Достаточно сказать, что Феликсу всегда удавалась выигрывать там, где всё решалось одним лишь везением. Он мог не задумываясь срывать большие деньги, удачно делая ставки на выигрыши, и ни разу в жизни не ошибался в этом. В любой азартной игре он был профессионалом. И помимо магазина, который содержал на личные деньги, он так же посвящал время (особенно по ночам) именно хождениям по всяким азартным играм, где мог до второго часу ночи нещадно рубиться в шахматы, бильярд, карты.
А ещё много читал по политике – недаром так ожесточённо готов был вступить в споры с Гаем, причём эти знания не ограничивалась простыми газетами. Никто, как он, не знал экономического развития любой страны, он с точностью мог воспроизвести статистику любого государства, и это давалось ему особо легко и непринуждённо. Числа в его голове укладывались просто прекрасно, поэтому в этом плане он был просто незаменим для Вингерфельдта и его компании.
Вдруг дверь со скрипом отворилась, Феликс медленно повернул голову, оторвался от газеты и взглянул по направлению шума вправо. В магазин ввалился весёлый Гай, подняв вихрь воздуха, подбежал к стулу, на котором сидел его друг, поманил рукой Николаса и занял выжидательную позицию.
- Ну, и чего ты решил меня навестить? Не уж-то, ещё подобные часы Вингерфельдту сломал? Увы, не успею ещё раз работать в авральном режиме. И не проси.

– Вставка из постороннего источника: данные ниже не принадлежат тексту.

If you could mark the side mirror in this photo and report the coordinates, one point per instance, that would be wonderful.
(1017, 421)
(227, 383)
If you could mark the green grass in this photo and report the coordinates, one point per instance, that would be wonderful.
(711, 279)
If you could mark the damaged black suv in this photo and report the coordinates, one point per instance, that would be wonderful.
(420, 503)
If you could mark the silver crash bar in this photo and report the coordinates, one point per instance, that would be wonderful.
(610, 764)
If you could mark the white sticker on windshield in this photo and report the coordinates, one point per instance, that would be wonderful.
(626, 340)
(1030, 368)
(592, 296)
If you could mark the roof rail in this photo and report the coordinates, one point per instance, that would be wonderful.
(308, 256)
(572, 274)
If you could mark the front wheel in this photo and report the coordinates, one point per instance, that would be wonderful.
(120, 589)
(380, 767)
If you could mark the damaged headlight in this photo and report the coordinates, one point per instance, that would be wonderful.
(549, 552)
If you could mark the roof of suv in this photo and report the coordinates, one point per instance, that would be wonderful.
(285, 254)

- Да какие часы! – махнул рукой Гай.
- Мы по делу, - улыбнулся таинственно Николас, обозревая всю площадь магазина, обставленную со вкусом, и явно должную заинтересовать покупателей. – Как насчёт прогулки по городу?
- С посещением местного игорного заведения? – усмехнулся Гай, пожирая глазами Феликса.
- Господи, Гай, куда ты впутал этого молодого человека?! Уж ладно мы с тобой, грешники великие, но он. Ты меня иногда поражаешь. И неужели ты так удачно промыл ему мозги, что он согласился?!
- Да, всё именно так. Я просто хочу научить его играть в бильярд. Разве это плохая цель, и она не подлежит исполнению? А у тебя же есть связи, и не отнекивайся. Ответственность поделим пополам.
- Это нескромный намёк на то, что ты не согласен отсиживать свой срок один? – усмехнулся Феликс, после чего поднялся из-за стола, достал табличку «закрыто» и ключ от магазина. Он взглянул на Николаса. – Пока я буду собираться, пожалуйста, разберитесь с окнами. Прикройте их, чтобы никакая собака не подсматривала за моими часами без оплаты просмотра!
Когда с магазином было покончено, все трое вышли на улицу. Особенно выделялся Феликс в своём поразительно интеллигентном пальто – на улице уже скоро осень кончится, поэтому чтобы не замёрзнуть, приходилось кутаться. Бодро и достаточно весело они шагали по площади, обсуждая всё на свете, пока Гая кто-то за язык не дёрнул. И он поспешил обратиться к Николасу:
- Ты мне честно скажи, не уж-то ты всё успеваешь с учёбой и работой? И как отношения с Новаком? На оценках ли не сказывается?
- Разве за плохую учёбу способны отчислить из компании? – поинтересовался Николас. – Пока всё нормально. Жить можно, так или иначе.
- Достаточно того, что дядя Алекс и так служит утешительным примером для двоечников всего мира! – Гай развёл руками, заехав по лбу Феликса, который в свою очередь машинально подсёк под ноги своего друга и подхватил его в полёте.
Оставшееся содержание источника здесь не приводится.